Ora, o eu do qual fala Santo Agostinho não é o eu abstrato, o eu filosófico. É o eu que conta a sua história. Por que ele faz isso? Porque tem o hábito da confissão: é o eu que conta os seus pecados. Em nenhum momento esse eu pode ser considerado apenas o sujeito do processo cognitivo, porque ele também já é sujeito das suas ações, é o responsável
moral por suas ações, etc. Então, quando Santo Agostinho diz que a primeira e mais fundamental das certezas é a certeza que a alma tem de sua própria existência, ele não está falando de um eu hipotético, ele está falando do eu real.

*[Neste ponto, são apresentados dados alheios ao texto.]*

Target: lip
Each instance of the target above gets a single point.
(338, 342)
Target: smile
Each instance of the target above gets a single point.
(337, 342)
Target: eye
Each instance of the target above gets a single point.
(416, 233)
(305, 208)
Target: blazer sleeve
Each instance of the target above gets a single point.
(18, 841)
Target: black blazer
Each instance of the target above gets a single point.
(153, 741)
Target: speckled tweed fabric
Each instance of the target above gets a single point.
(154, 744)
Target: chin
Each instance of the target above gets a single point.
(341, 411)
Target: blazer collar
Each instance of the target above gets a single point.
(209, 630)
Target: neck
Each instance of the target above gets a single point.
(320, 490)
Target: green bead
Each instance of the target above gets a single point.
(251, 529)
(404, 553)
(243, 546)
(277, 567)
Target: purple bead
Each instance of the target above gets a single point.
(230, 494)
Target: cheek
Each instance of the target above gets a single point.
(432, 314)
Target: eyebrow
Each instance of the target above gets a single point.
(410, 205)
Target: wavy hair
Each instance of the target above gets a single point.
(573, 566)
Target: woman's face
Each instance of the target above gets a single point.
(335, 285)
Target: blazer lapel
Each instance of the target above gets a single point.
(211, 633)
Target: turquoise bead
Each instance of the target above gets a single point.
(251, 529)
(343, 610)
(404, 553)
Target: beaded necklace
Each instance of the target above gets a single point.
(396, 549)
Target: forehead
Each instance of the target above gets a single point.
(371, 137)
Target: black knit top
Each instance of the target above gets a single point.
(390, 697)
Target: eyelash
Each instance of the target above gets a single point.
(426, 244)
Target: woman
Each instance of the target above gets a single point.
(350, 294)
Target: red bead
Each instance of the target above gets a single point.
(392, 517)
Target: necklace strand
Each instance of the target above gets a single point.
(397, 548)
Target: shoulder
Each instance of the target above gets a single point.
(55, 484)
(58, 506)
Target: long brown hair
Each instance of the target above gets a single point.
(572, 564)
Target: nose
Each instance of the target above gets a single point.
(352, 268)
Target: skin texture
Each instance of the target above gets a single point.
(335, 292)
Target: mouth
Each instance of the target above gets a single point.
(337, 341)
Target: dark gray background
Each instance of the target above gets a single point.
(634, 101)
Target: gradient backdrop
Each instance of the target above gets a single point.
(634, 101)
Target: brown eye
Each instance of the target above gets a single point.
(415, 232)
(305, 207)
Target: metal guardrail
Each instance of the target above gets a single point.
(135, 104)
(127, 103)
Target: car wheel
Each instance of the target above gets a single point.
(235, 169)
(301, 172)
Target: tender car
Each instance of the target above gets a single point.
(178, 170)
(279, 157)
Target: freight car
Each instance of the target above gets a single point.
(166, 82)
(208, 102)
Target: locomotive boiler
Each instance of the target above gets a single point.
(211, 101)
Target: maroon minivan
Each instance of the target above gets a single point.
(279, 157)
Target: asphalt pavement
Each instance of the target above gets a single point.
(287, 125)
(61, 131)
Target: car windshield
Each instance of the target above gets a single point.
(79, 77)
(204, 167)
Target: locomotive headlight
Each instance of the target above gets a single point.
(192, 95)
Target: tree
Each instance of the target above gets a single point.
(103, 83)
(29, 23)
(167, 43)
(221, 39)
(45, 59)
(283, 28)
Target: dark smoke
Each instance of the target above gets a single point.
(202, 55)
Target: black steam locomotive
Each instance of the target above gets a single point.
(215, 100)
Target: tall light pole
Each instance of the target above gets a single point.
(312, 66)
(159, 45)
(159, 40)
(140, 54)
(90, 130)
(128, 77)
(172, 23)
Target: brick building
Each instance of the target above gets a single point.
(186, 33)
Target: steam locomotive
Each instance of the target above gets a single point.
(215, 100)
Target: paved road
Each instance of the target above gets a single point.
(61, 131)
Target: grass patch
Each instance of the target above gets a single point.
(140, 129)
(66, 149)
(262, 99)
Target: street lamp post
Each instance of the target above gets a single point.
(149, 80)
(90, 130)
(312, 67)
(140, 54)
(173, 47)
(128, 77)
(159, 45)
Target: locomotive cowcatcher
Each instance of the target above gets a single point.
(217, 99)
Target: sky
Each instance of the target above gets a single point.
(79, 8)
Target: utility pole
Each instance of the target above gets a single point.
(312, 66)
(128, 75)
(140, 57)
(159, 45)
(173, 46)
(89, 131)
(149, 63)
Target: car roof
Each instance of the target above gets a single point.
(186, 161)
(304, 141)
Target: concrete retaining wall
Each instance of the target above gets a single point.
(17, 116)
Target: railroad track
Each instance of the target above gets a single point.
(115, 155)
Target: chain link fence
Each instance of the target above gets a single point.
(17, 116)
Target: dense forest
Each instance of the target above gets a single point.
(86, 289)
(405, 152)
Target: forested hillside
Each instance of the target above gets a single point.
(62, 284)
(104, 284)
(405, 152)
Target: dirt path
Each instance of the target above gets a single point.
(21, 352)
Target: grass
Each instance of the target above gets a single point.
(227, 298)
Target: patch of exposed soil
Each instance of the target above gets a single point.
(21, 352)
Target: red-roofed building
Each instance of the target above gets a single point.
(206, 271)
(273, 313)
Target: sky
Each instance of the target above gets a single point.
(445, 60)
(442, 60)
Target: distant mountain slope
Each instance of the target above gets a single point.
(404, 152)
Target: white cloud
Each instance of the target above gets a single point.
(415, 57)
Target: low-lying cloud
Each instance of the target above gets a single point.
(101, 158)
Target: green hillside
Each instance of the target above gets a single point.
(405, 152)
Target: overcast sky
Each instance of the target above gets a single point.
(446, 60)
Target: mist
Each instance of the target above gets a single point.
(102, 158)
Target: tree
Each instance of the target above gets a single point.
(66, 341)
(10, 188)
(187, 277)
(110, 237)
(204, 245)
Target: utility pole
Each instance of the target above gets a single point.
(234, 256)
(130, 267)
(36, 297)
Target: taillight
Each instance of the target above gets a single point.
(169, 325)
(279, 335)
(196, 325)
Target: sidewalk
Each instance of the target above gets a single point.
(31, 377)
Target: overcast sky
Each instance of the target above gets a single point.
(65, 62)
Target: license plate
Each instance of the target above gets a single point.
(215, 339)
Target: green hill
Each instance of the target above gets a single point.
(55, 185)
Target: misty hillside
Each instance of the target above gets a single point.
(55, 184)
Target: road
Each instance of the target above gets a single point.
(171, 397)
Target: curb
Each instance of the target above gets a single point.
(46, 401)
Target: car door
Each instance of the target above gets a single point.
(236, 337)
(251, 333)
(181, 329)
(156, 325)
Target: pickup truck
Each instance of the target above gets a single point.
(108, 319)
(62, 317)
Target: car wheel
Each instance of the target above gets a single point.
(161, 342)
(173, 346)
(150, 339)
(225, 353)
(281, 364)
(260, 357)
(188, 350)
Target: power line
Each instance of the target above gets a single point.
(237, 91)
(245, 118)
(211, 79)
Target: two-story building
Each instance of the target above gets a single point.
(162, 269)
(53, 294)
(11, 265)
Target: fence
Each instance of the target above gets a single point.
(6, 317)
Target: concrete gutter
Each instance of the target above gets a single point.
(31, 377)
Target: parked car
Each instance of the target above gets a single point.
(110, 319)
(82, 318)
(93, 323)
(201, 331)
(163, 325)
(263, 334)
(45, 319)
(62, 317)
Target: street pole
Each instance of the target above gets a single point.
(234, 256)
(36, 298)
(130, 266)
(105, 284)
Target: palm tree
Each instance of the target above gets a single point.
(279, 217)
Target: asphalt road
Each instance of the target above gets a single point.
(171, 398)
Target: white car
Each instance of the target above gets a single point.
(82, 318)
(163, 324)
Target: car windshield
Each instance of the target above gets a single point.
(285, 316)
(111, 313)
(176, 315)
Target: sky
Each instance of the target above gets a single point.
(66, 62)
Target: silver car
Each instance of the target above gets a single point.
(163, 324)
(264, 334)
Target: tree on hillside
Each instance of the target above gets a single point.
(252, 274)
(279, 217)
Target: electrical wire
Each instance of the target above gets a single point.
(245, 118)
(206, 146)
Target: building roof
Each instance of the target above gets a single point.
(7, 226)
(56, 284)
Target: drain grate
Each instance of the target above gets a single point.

No meu entender, essa análise tem um alcance imensamente maior que a de Descartes. Por quê? Descartes, quando chega à conclusão de que a única coisa certa é a certeza que o eu cognoscente, o eu pensante, tem de si mesmo enquanto sujeito do ato de pensar; quando ele diz isso cria-se um problema que é o seguinte: como é que desta certeza, que é puramente subjetiva, se vai conseguir tirar outras certezas que sejam aplicáveis ao conhecimento do mundo exterior, ao mundo das ciências, etc.? Se ele está buscando um fundamento para as ciências, e o único fundamento que encontra é puramente subjetivo, não existe salto possível desse subjetivo para o objetivo.
(...isso está naquela apostila Descartes e a psicologia da dúvida, que está na minha homepage. Sugiro que leiam, porque não acho possível entender Santo Agostinho, exceto em comparação. Santo Agostinho é muito antigo, escreve num estilo muito rebuscado para o nosso padrão atual, e uma boa maneira de entendê-lo é comparar o que ele está fazendo com o que Descartes fez.)
Acontece que Descartes, primeiro, se fecha num solipsismo (“eu consigo mesmo, falando apenas consigo mesmo e não reconhecendo mais nada”, quer dizer, a total solidão) e, em seguida, dentro desse solipsismo, encontra uma base de certeza: tudo pode ser duvidoso, mas tem uma coisa que não é; ou seja, o eu, enquanto pensa, ele existe. Muito bem, você encontrou a primeira e mais fundamental das certezas, mas daí, como é que faz para extrair desta alguma certeza em relação à física, à astronomia, à moral, etc.? Não tem saída para o mundo exterior!